As always, the most obvious concern is smoking. It is one of the few products we put in our mouths that our bodies have absolutely no use for. They contribute nothing, while costing us our health and our money – both today and in the future. Not only can quitting save you as much as $300 per month on tobacco products, it can also save you a few hundred dollars a month on insurance premiums – not to mention hundreds of thousands of dollars in future healthcare costs.

The same goes for excessive alcohol consumption. Cutting back will save you a little money now, and a lot of money later. A new liver is not only expensive, but can be hard to find in the first place.

Finally, we mustn’t under-appreciate the importance of a proper diet and exercise.

Although this is one area where we might have to increase our present spending to cover the higher costs for non-factory foods and gym memberships, it pays off in the long run when considering the high cost of treating diabetes, heart disease, and other complications associated with obesity.

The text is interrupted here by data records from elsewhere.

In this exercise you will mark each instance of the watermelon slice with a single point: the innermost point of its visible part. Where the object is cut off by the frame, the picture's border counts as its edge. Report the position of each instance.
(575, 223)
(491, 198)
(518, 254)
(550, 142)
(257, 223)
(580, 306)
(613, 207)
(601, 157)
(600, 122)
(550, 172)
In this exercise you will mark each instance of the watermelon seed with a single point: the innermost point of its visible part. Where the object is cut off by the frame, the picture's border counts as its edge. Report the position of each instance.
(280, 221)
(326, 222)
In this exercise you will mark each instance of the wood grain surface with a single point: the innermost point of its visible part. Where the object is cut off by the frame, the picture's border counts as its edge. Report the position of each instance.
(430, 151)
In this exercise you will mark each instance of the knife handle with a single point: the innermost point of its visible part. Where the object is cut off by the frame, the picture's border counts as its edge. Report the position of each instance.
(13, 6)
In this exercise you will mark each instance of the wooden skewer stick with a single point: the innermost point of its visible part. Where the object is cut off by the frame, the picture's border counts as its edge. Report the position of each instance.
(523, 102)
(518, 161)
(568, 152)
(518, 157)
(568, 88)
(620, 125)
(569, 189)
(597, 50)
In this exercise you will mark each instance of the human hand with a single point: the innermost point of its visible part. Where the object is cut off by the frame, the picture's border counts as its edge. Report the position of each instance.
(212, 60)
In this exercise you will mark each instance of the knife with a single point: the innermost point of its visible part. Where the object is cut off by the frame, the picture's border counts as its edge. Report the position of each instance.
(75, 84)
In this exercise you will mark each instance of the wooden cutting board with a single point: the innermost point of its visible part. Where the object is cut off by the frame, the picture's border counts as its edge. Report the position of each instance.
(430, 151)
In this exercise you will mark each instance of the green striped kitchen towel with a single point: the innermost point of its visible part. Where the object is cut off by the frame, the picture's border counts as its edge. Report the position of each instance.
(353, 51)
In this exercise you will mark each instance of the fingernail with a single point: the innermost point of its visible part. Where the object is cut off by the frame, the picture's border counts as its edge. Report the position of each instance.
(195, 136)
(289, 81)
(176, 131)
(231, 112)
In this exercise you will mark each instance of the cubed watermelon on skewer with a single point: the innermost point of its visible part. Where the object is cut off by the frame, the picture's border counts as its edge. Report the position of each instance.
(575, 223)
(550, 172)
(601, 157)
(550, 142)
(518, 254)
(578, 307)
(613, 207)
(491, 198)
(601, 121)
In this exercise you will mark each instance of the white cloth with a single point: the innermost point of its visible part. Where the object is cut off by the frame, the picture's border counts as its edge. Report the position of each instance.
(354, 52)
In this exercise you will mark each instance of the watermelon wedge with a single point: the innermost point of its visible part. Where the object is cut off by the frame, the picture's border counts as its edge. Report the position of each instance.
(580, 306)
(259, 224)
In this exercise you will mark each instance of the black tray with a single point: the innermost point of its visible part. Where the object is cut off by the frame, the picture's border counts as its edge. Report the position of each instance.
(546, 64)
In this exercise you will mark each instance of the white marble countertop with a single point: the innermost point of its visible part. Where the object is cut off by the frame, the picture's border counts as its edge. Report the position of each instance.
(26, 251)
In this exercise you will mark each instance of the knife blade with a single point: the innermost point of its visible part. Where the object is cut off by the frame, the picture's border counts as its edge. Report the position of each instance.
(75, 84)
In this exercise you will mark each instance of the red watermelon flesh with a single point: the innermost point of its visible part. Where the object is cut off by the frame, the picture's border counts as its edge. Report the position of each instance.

You can think of this as a fixed asset investment.

Has Your Confidence Retired Before You Have?

Despite improving economic reports fired at us from the tops of ivory towers on a weekly basis, at the ground level Americans are still uncertain about their futures.

Don’t let your confidence in your retirement retire before you do. Make an honest assessment of your future needs and consult with professional planners to help you draw up a plan to enjoy your retirement.

Increasing costs coupled with decreasing government assistance mean we must take a more active role in supporting ourselves.

If we start now with the basics of decreasing our expenses and increasing our investments, we can make sure our retirement needs are not only met but even surpassed.